I don't think we could afford the house we live in today if it sold for what it is worth now. Been 10 years of slowly upgrading and doing a little bit piece by piece. It has been a great learning experience.
This is exactly what has been going on in California and most larger metros, we're just late to the party because our housing costs have been so much lower.
What I always tell people is this: you have to enter the market, because it's only going to go up and owning will become increasingly difficult.
I broke down and did this in California after living there over 10 years. I hated the prices and didn't want to leave the beach, but while I was on the sidelines, things were getting worse right before my eyes.
I would look and then get completely depressed: the homes were super expensive, nowhere near the water, and far below my previous standards. I had to finally shift my expectations and I ended up buying a house in Thousand Oaks, which is pretty far out by L.A. standards, and it needed a lot of work. I literally moved from a bluff-top dream home in Malibu (which was just a rental) into a place with bad carpet, a cheap kitchen, and popcorn ceilings.
I cried like a baby and had enormous buyer's remorse.
But then I settled in, had a great view atop a hill, could walk to a small college that had a fantastic swim complex and workout facilities, had nearly unlimited open space right outside my door, and discovered T.O. was an incredibly nice place to live.

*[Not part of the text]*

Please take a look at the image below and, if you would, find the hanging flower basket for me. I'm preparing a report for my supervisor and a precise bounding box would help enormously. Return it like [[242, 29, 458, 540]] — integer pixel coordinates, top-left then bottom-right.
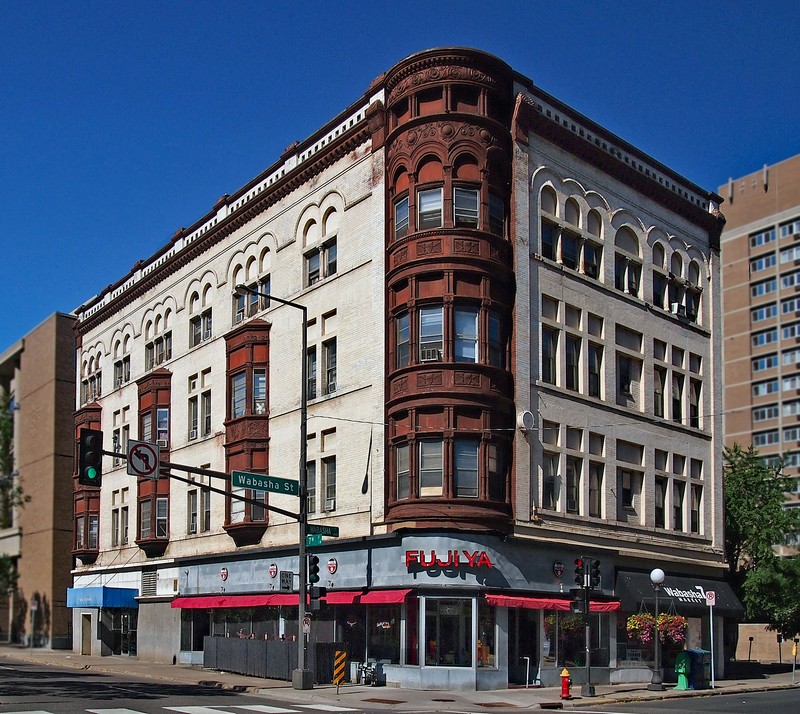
[[625, 612, 689, 643], [625, 612, 656, 642], [658, 612, 689, 643]]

Over the 13 years I was there, I remodeled the entire place inside and out and did a ton of the work myself, like replacing all the interior doors, all the flooring, all the casings and baseboards, scraping ceilings, painting, landscaping, etc.
That house tripled in value in that time and by the time I left, I cried just as hard as when I left Malibu.
With a little creativity and elbow grease, you can have a really nice home in OKC that is affordable to almost everyone.